In the crypto market, though most cryptocurrencies share similar underlying technologies, they are designed based on different economic models known as tokenomics. To be more specific, some cryptos feature a supply that increases over time, while some others have a fixed supply. Yet, a minority of cryptos come with a diminishing total supply that looks deflationary. Such tokens are referred to as deflationary cryptos.

We all know that some cryptos with a fixed supply, such as Bitcoin, are generally deflationary by default. Most members of the Bitcoin community reject inflation because it often represents a loss of value. For instance, a real-world currency issued by the government often controls the entire financial system of the country. If a government frequently issues a large supply of currency via the central bank while setting low interest rates and buying a huge amount of foreign bonds, the country will be prone to a credit crisis and even worse an economic depression.

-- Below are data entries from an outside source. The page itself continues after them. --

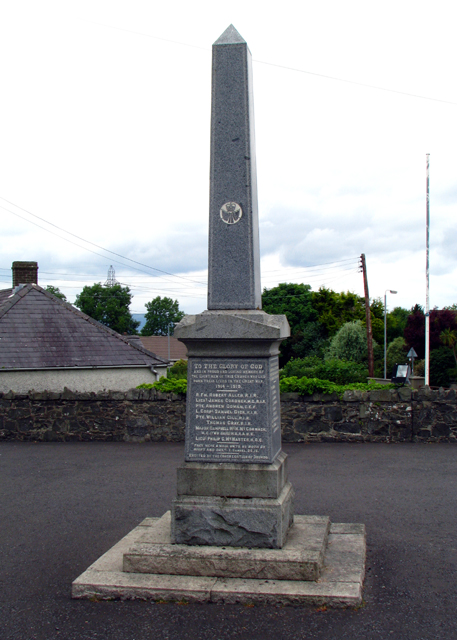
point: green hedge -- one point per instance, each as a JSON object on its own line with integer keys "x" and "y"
{"x": 338, "y": 371}
{"x": 304, "y": 386}
{"x": 307, "y": 386}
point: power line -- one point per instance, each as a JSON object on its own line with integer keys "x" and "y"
{"x": 84, "y": 240}
{"x": 281, "y": 66}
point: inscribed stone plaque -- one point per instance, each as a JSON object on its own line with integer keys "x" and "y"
{"x": 233, "y": 412}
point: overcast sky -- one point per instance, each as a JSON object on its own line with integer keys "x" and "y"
{"x": 105, "y": 126}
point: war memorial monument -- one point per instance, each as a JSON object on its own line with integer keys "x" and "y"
{"x": 231, "y": 534}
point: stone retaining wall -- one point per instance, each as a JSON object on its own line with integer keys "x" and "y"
{"x": 147, "y": 415}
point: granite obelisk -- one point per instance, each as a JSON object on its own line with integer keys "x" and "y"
{"x": 233, "y": 429}
{"x": 234, "y": 262}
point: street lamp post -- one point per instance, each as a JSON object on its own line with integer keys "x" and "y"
{"x": 385, "y": 330}
{"x": 170, "y": 324}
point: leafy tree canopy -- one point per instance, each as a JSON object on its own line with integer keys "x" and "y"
{"x": 335, "y": 309}
{"x": 56, "y": 292}
{"x": 108, "y": 305}
{"x": 349, "y": 343}
{"x": 293, "y": 300}
{"x": 161, "y": 312}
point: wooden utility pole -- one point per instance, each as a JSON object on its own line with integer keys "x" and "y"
{"x": 368, "y": 317}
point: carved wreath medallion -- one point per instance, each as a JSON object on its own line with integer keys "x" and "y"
{"x": 231, "y": 213}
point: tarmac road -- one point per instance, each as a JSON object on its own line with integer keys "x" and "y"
{"x": 64, "y": 504}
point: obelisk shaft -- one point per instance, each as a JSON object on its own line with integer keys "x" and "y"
{"x": 234, "y": 262}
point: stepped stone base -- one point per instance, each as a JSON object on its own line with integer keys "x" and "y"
{"x": 320, "y": 564}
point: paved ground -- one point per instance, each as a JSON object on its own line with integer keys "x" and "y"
{"x": 63, "y": 505}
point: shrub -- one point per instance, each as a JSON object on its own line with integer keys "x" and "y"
{"x": 339, "y": 371}
{"x": 308, "y": 386}
{"x": 166, "y": 385}
{"x": 349, "y": 343}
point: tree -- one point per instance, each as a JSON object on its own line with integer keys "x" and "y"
{"x": 296, "y": 302}
{"x": 335, "y": 309}
{"x": 396, "y": 323}
{"x": 161, "y": 312}
{"x": 56, "y": 292}
{"x": 349, "y": 343}
{"x": 442, "y": 370}
{"x": 449, "y": 338}
{"x": 108, "y": 305}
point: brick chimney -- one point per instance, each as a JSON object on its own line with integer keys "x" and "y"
{"x": 24, "y": 273}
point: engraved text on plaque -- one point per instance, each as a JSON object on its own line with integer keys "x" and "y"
{"x": 233, "y": 410}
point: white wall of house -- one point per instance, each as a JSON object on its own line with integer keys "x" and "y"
{"x": 78, "y": 379}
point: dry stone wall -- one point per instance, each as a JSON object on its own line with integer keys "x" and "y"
{"x": 142, "y": 415}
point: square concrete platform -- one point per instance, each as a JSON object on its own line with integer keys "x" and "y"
{"x": 320, "y": 564}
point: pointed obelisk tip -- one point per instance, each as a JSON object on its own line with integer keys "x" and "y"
{"x": 230, "y": 36}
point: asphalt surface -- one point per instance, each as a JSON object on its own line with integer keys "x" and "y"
{"x": 64, "y": 504}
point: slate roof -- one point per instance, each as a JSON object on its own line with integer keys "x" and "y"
{"x": 159, "y": 345}
{"x": 40, "y": 331}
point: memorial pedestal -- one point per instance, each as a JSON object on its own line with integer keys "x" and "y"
{"x": 237, "y": 493}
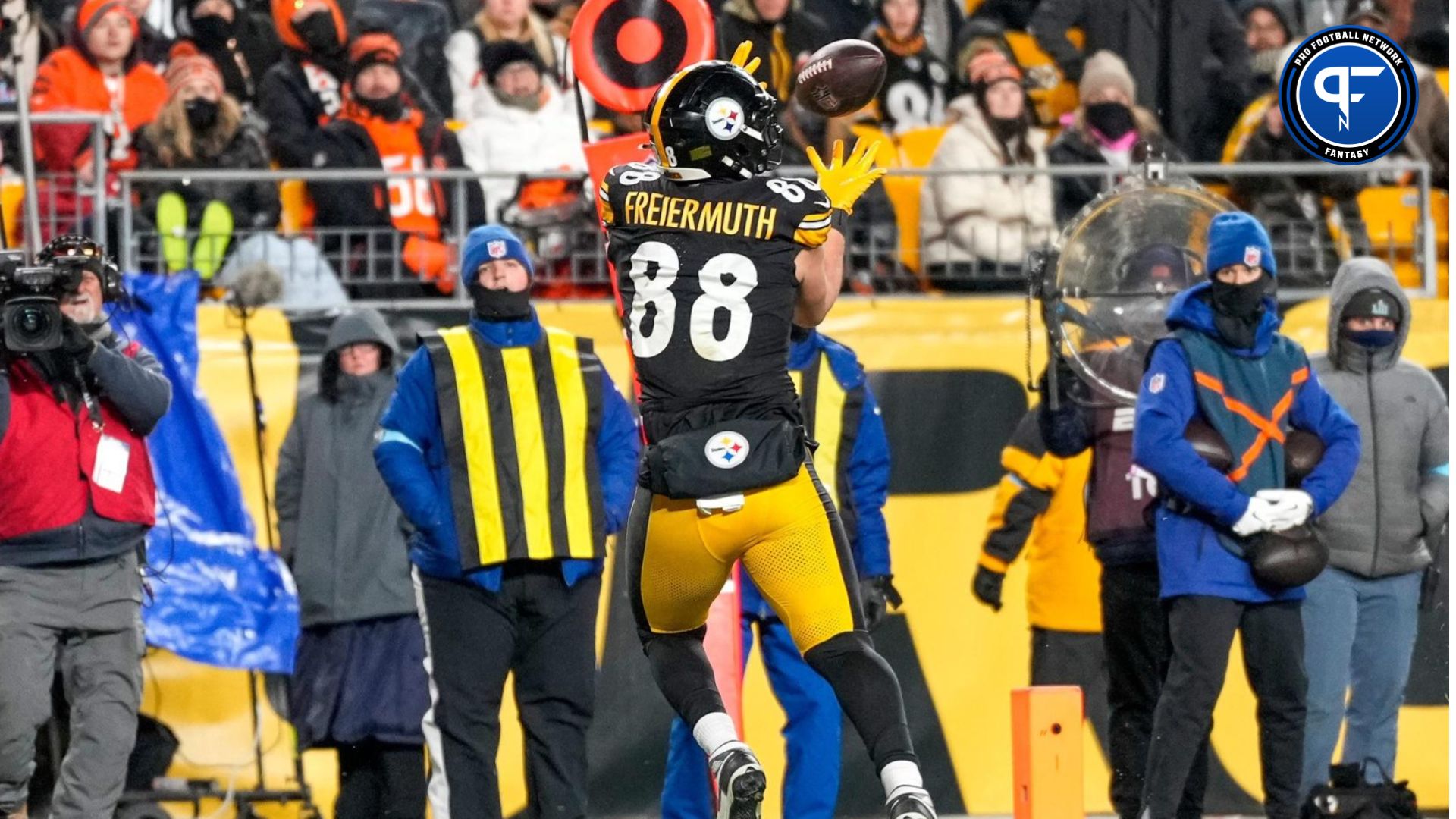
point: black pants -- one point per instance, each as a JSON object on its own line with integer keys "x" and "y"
{"x": 1134, "y": 639}
{"x": 544, "y": 632}
{"x": 381, "y": 781}
{"x": 1071, "y": 657}
{"x": 1201, "y": 632}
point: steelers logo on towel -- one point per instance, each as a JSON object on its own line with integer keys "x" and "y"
{"x": 622, "y": 50}
{"x": 724, "y": 118}
{"x": 727, "y": 449}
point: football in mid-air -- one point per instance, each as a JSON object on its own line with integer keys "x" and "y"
{"x": 842, "y": 77}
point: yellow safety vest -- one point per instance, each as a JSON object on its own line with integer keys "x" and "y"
{"x": 832, "y": 419}
{"x": 520, "y": 428}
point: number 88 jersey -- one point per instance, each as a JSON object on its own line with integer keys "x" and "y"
{"x": 707, "y": 280}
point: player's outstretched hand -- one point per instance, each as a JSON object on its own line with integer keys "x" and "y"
{"x": 740, "y": 57}
{"x": 846, "y": 180}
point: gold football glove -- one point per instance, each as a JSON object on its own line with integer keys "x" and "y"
{"x": 845, "y": 181}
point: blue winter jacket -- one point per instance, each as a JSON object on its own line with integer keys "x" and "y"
{"x": 1190, "y": 557}
{"x": 868, "y": 466}
{"x": 413, "y": 460}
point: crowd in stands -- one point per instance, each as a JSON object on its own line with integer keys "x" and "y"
{"x": 487, "y": 85}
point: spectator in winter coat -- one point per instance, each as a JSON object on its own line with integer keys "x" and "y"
{"x": 239, "y": 42}
{"x": 916, "y": 80}
{"x": 783, "y": 34}
{"x": 1229, "y": 368}
{"x": 1269, "y": 27}
{"x": 101, "y": 74}
{"x": 1362, "y": 611}
{"x": 1168, "y": 57}
{"x": 201, "y": 126}
{"x": 305, "y": 89}
{"x": 533, "y": 127}
{"x": 977, "y": 229}
{"x": 498, "y": 20}
{"x": 344, "y": 539}
{"x": 403, "y": 219}
{"x": 1293, "y": 206}
{"x": 1103, "y": 130}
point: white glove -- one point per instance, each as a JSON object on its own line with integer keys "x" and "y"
{"x": 1260, "y": 516}
{"x": 1292, "y": 507}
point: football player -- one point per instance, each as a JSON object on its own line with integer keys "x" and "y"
{"x": 714, "y": 262}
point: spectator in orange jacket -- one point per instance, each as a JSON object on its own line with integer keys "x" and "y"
{"x": 102, "y": 74}
{"x": 403, "y": 219}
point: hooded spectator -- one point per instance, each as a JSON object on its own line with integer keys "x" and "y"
{"x": 977, "y": 229}
{"x": 239, "y": 42}
{"x": 916, "y": 80}
{"x": 306, "y": 86}
{"x": 1429, "y": 137}
{"x": 1104, "y": 130}
{"x": 1269, "y": 27}
{"x": 1362, "y": 611}
{"x": 202, "y": 126}
{"x": 1191, "y": 66}
{"x": 1293, "y": 206}
{"x": 533, "y": 127}
{"x": 498, "y": 20}
{"x": 101, "y": 74}
{"x": 781, "y": 34}
{"x": 346, "y": 542}
{"x": 403, "y": 219}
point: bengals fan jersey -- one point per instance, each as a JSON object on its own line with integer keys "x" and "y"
{"x": 707, "y": 279}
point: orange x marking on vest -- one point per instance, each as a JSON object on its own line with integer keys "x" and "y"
{"x": 1269, "y": 428}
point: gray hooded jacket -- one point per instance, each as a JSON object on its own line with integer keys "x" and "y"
{"x": 340, "y": 528}
{"x": 1398, "y": 499}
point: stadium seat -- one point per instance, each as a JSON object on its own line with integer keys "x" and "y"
{"x": 12, "y": 196}
{"x": 916, "y": 149}
{"x": 1050, "y": 104}
{"x": 1392, "y": 215}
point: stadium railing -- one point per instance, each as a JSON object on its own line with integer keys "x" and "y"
{"x": 573, "y": 261}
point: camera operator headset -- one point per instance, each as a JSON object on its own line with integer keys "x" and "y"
{"x": 76, "y": 500}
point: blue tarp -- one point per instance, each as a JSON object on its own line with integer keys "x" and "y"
{"x": 218, "y": 599}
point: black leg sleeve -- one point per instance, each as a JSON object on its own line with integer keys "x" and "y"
{"x": 683, "y": 673}
{"x": 868, "y": 692}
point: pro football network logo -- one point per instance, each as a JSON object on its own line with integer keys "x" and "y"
{"x": 724, "y": 118}
{"x": 1347, "y": 95}
{"x": 727, "y": 449}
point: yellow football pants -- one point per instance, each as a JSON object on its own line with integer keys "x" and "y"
{"x": 788, "y": 537}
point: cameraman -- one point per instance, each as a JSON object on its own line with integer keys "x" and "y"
{"x": 76, "y": 502}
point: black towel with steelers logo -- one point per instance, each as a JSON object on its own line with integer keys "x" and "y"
{"x": 707, "y": 279}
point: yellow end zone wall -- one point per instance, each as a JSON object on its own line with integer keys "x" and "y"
{"x": 970, "y": 656}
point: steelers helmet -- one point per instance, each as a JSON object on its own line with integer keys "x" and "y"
{"x": 711, "y": 120}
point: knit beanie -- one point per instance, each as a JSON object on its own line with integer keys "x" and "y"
{"x": 500, "y": 55}
{"x": 93, "y": 11}
{"x": 1238, "y": 238}
{"x": 1106, "y": 69}
{"x": 184, "y": 69}
{"x": 488, "y": 243}
{"x": 373, "y": 49}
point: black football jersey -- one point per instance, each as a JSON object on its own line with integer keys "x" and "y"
{"x": 913, "y": 93}
{"x": 707, "y": 279}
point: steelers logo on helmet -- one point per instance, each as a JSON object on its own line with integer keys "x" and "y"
{"x": 724, "y": 118}
{"x": 712, "y": 120}
{"x": 1348, "y": 95}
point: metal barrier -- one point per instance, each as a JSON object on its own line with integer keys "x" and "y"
{"x": 571, "y": 251}
{"x": 71, "y": 183}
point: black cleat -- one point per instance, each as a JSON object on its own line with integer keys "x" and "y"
{"x": 740, "y": 783}
{"x": 912, "y": 805}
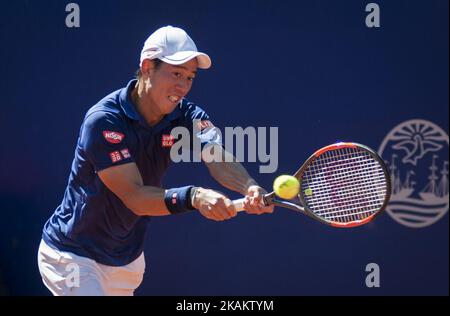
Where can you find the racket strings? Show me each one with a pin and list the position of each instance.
(345, 185)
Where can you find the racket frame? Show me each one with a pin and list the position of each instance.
(271, 198)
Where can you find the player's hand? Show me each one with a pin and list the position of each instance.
(213, 205)
(254, 203)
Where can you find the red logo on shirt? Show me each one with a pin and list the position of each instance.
(125, 153)
(174, 198)
(168, 140)
(113, 137)
(115, 156)
(201, 125)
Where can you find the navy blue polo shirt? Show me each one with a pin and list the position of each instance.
(91, 220)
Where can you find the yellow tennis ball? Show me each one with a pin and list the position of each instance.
(286, 187)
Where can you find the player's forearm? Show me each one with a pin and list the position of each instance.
(147, 201)
(231, 175)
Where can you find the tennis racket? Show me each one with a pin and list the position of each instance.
(342, 185)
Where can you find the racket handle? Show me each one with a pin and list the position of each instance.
(239, 204)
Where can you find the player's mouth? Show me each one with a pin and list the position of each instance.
(174, 98)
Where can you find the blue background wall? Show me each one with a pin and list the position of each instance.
(312, 68)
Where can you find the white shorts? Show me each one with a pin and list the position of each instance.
(65, 273)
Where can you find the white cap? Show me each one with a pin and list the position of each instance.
(173, 46)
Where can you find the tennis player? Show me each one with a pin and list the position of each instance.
(93, 243)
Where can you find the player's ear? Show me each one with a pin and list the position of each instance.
(147, 67)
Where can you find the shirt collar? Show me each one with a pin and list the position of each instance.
(130, 110)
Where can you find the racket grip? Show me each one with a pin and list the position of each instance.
(239, 204)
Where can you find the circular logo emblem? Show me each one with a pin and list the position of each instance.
(416, 153)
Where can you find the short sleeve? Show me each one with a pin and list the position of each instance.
(103, 138)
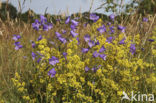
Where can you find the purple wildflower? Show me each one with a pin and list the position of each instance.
(95, 54)
(65, 55)
(43, 19)
(63, 40)
(112, 16)
(58, 34)
(85, 50)
(111, 29)
(102, 49)
(33, 55)
(73, 33)
(39, 38)
(94, 17)
(121, 28)
(78, 40)
(16, 37)
(17, 45)
(122, 41)
(91, 43)
(36, 25)
(53, 60)
(64, 31)
(145, 19)
(87, 37)
(74, 22)
(67, 20)
(38, 60)
(73, 27)
(33, 45)
(52, 73)
(132, 48)
(109, 39)
(102, 29)
(85, 25)
(87, 69)
(94, 69)
(97, 43)
(151, 40)
(47, 27)
(109, 23)
(103, 56)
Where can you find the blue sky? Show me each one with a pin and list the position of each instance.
(58, 6)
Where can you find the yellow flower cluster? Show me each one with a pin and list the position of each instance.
(104, 80)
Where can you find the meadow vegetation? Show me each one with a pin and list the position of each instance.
(76, 60)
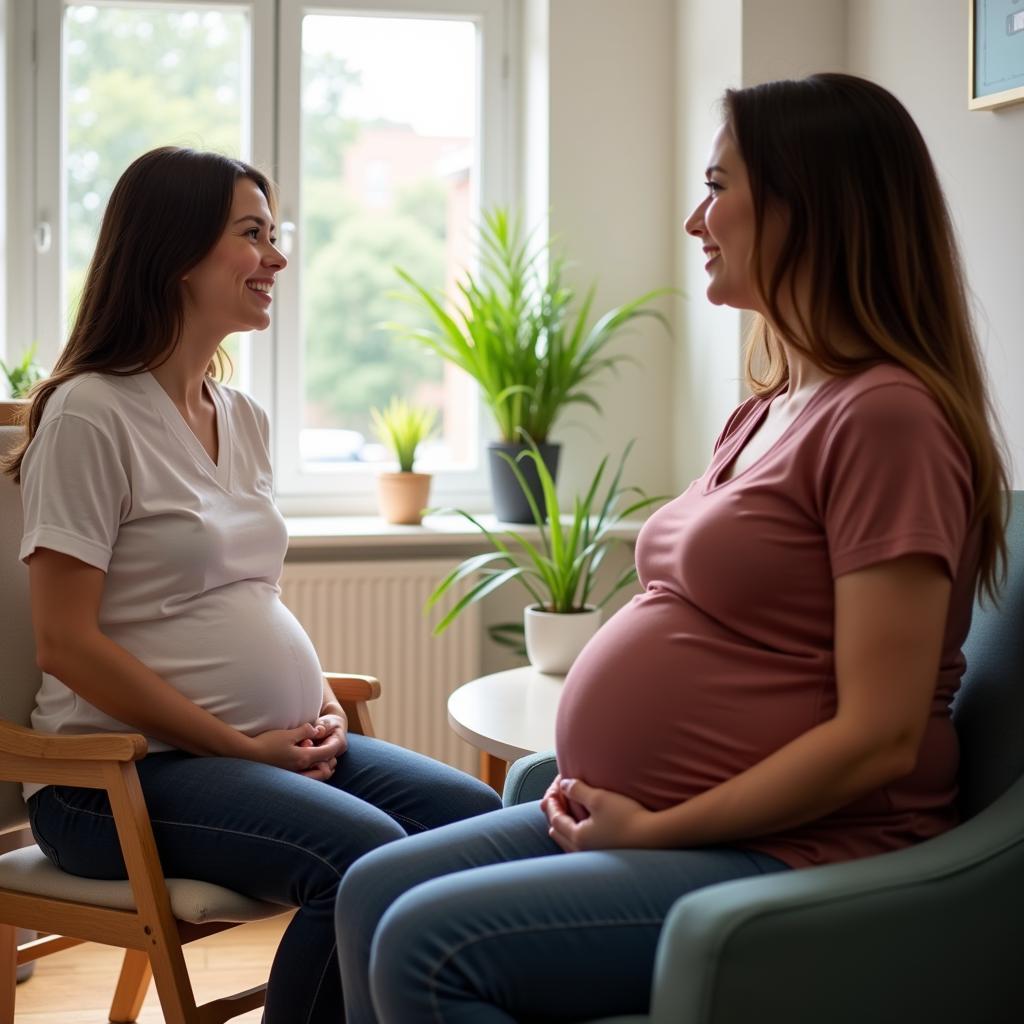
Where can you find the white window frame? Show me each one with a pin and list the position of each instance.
(43, 38)
(351, 491)
(35, 302)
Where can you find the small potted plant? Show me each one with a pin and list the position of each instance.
(512, 328)
(20, 377)
(557, 571)
(403, 496)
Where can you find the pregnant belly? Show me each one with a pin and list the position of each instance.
(660, 706)
(239, 653)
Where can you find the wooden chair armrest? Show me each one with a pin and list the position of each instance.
(349, 687)
(17, 740)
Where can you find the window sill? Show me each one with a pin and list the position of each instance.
(371, 537)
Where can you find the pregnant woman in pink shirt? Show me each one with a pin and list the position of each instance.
(777, 695)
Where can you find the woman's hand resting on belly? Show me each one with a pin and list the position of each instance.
(582, 817)
(310, 750)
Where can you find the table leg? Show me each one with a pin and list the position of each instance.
(493, 770)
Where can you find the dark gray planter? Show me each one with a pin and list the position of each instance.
(510, 503)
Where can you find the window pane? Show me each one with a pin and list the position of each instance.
(389, 114)
(135, 77)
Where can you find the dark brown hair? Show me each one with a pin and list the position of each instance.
(868, 229)
(166, 212)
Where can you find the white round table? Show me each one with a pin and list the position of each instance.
(506, 715)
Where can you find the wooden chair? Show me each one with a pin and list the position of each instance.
(147, 915)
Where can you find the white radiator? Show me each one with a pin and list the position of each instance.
(368, 617)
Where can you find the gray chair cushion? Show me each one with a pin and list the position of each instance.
(988, 710)
(29, 871)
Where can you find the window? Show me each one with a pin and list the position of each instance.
(383, 124)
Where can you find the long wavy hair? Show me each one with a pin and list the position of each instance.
(869, 231)
(166, 212)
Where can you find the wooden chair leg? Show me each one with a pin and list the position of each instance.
(132, 986)
(8, 972)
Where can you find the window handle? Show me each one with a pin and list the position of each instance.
(44, 237)
(287, 237)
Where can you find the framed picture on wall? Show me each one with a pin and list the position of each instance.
(995, 53)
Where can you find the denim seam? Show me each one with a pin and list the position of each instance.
(564, 926)
(187, 824)
(320, 984)
(401, 817)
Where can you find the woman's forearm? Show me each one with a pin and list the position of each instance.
(120, 685)
(815, 774)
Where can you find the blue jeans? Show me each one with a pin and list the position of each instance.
(271, 835)
(487, 921)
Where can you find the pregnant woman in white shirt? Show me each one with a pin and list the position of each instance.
(154, 551)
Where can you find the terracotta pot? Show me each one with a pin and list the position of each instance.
(402, 497)
(13, 412)
(554, 639)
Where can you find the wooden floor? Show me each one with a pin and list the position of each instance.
(75, 986)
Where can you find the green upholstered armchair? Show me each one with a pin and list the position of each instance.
(930, 934)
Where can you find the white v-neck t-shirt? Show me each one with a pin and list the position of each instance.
(193, 550)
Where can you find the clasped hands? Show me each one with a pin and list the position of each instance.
(583, 817)
(311, 750)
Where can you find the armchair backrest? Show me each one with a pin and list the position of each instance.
(988, 710)
(19, 678)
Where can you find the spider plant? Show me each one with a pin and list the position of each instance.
(402, 427)
(24, 374)
(511, 328)
(558, 569)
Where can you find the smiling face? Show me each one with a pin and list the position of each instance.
(724, 221)
(230, 288)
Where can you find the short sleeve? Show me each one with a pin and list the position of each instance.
(894, 480)
(75, 492)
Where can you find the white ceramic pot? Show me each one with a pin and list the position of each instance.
(554, 639)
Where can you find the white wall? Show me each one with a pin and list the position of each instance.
(918, 49)
(915, 48)
(730, 43)
(606, 163)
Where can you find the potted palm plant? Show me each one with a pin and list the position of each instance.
(20, 377)
(402, 496)
(512, 328)
(558, 570)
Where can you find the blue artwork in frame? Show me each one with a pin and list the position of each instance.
(996, 53)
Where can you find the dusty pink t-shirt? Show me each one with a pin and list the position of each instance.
(727, 654)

Before publishing the BTC whitepaper, Satoshi Nakamoto had noticed that real-world currencies issued by the government are subject to inflation, which inspired him to develop an alternative store of value that’s similar to precious metals but is achieved digitally. Bitcoin’s flexible mining difficulty and mining reward mechanisms help it suppress inflation. Meanwhile, the unique design of Bitcoin continues to drive up its value. It should be noted that Bitcoin is deflationary not only because of its fixed supply but also because the block reward is halved about every four years.

Deflationary cryptos like Bitcoin represent not only innovative blockchain architectures and cutting-edge consensus mechanisms but also a broader experiment of moving the deflationary long-term stores of value from the real world to the crypto space.

Normally, the perk of having a deflationary cryptocurrency lies in the fact that as the total supply and the circulating supply decrease, the crypto will become more valuable, and more crypto users will pay attention to the crypto and invest in it.

We could make a token deflationary by burning a certain percentage of the supply, repurchasing and burning some of the tokens, or repurchasing and holding the tokens. The most common method is to burn tokens manually. For instance, CET, the platform-based token of the global crypto exchange CoinEx, is a token that becomes deflationary via repurchasing and burning.

According to the value agreement of CET, CoinEx will repurchase CET every day with 50% of its trading fee income and burn all CET repurchased at the end of each calendar month until the total supply of CET reduces to 3 billion. In the next stage, the exchange will continue to spend 20% of its trading fee income upon CET repurchase and burning until the remaining CET is completely burned.

The total supply of CET is 10 billion, and through continuous efforts, CoinEx has repurchased and burned about 6.3 billion CET, and the current total supply stands at approximately 3.5 billion, according to the data on its official website as of May 19, 2022. As more tokens are repurchased and burned, the CET price had been growing throughout 2021, which attracted the attention of many crypto users. As CoinEx continues to repurchase and burn CET, the circulating supply of this deflationary token will keep dropping, and the value of CET as an ecosystem-based token will also rise over time.

Generally speaking, crypto users prefer deflationary tokens. In the long run, the value of deflationary tokens will increase as their circulating supply continues to drop, or in other words, the net worth of deflationary tokens held by their owners will be on the rise.